Baseball’s Joe DiMaggio had Ken Keltner, Ken Jennings of Jeopardy had Nancy Zerg, and now it can be said that Tiger Woods has Nick O’Hern, a.k.a. Buzz Killjoy. In 2005 O’Hern, a gangly, lefthanded Australian who speaks softly and carries a big stick — the long-shafted putter he wields better than anyone in the game — had knocked Woods out of the Match Play in the second round. In the first two rounds last week Woods had cruised past J.J. Henry and Tim Clark, and the chances of Tiger allowing a Punch and Judy hitter like O’Hern to defeat him again were less than those of Barry Bonds winning a popularity contest. No one had ever beaten Tiger twice in match play. No one, that is, until O’Hern, who did it with a scrambling par on the second hole of a playoff.

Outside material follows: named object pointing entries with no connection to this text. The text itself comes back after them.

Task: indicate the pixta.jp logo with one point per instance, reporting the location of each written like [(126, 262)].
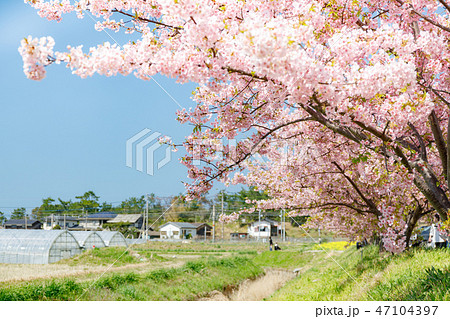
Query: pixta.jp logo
[(141, 148)]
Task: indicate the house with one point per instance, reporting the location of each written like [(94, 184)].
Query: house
[(64, 222), (203, 230), (22, 224), (264, 229), (238, 236), (177, 230), (95, 221), (131, 220)]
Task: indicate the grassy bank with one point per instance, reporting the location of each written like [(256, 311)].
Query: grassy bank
[(184, 283), (416, 275)]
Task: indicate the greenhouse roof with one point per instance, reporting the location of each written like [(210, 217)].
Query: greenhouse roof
[(22, 246), (83, 236)]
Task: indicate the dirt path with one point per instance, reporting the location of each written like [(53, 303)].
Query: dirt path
[(254, 290)]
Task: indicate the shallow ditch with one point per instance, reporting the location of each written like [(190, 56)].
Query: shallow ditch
[(253, 289)]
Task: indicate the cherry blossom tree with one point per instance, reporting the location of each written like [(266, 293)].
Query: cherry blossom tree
[(372, 76)]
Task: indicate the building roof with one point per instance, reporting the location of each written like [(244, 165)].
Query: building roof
[(112, 238), (20, 246), (57, 218), (21, 222), (265, 222), (99, 215), (125, 218), (180, 225)]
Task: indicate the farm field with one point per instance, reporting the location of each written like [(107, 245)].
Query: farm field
[(233, 271)]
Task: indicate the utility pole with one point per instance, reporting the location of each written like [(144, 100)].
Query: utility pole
[(214, 220), (259, 225), (85, 220)]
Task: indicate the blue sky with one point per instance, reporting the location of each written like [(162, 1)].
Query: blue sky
[(64, 135)]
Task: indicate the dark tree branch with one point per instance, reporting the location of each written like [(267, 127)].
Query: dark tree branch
[(368, 201), (146, 20), (422, 149)]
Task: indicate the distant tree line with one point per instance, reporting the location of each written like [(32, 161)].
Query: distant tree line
[(175, 208)]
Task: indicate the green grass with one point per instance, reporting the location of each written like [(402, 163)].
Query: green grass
[(415, 275), (195, 278)]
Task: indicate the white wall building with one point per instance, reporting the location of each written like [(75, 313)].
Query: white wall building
[(175, 230), (264, 229)]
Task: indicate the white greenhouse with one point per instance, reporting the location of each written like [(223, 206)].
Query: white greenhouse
[(88, 239), (21, 246), (113, 238)]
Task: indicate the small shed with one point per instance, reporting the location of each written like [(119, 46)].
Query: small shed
[(22, 224), (21, 246), (95, 221), (264, 229), (203, 230), (88, 239), (178, 230), (132, 220), (238, 236), (112, 238), (65, 222)]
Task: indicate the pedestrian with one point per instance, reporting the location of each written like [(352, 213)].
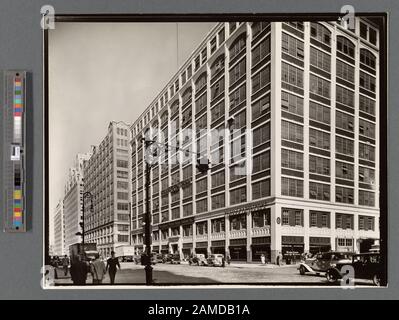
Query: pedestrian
[(279, 258), (228, 258), (65, 265), (112, 263), (78, 271), (97, 269)]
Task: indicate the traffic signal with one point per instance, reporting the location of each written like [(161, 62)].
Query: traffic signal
[(203, 165)]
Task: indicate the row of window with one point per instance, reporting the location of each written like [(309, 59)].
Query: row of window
[(322, 219), (290, 45), (319, 191)]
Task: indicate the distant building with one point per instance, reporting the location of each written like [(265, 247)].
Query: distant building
[(107, 177), (59, 236), (305, 99), (73, 202)]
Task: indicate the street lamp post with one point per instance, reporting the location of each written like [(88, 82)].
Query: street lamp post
[(147, 226), (202, 166), (82, 223)]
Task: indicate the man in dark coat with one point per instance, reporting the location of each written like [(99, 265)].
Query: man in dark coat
[(79, 271), (112, 263)]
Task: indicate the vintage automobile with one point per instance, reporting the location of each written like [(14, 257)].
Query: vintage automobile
[(365, 266), (173, 258), (216, 260), (321, 262), (198, 259), (156, 258)]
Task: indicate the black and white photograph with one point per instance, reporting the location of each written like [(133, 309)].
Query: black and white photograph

So how does it feel to beat Tiger twice? “It’s something to tell the grandkids, I guess,” said O’Hern, who practically yawned while giving the answer.

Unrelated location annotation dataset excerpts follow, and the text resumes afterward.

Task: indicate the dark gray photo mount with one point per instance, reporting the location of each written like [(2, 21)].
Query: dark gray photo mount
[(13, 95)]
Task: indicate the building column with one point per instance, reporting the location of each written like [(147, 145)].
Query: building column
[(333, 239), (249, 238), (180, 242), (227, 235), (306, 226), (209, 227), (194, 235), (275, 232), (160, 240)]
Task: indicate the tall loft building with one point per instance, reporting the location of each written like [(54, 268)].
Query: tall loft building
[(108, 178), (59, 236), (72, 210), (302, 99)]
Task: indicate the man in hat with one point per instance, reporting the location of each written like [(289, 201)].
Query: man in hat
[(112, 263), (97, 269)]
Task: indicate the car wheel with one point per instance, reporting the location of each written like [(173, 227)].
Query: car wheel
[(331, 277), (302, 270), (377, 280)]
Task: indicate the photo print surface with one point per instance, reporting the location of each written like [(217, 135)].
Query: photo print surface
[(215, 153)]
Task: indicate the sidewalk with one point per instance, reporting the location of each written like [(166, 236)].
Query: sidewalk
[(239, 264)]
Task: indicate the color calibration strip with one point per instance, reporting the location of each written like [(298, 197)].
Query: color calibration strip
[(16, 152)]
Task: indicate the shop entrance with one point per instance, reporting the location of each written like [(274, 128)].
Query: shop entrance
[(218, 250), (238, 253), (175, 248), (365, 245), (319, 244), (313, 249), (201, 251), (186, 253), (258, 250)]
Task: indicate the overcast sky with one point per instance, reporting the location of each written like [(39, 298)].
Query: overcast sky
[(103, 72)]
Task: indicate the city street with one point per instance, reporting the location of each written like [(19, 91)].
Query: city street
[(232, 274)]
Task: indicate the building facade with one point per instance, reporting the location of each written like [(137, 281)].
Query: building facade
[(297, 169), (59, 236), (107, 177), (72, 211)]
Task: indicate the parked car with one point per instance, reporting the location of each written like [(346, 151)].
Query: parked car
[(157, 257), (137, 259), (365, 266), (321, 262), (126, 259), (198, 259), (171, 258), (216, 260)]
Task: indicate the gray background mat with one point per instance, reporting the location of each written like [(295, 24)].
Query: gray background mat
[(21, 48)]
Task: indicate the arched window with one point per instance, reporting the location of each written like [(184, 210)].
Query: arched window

And what about ending Tiger’s bid to match Byron Nelson’s record of 11 straight wins? “Yeah, that’s right,” O’Hern said, feigning surprise. “Tiger was going for eight in a row, wasn’t he?” O’Hern paused. “I don’t pay too much attention, to be honest.” Thanks, Buzz.
With that, the Streak was over. It was a shocker because Woods seemed destined to at least match Nelson’s record. If he had gotten through the Match Play, victory number 9 could’ve come at Bay Hill, where he has won four times; number 10 could’ve come at Doral, where he has won the last two years; and historic number 11 could’ve come at the Masters, which he has won four times in 12 starts. Easy? No. Realistic? Absolutely.
Woods’s path to the Match Play final looked like a cinch as every player in the top 10 of the World Ranking was gone by the weekend, except No. 8 Stenson. There were no Furyks, Phils or Ernies — not even a DiMarco — standing in the way.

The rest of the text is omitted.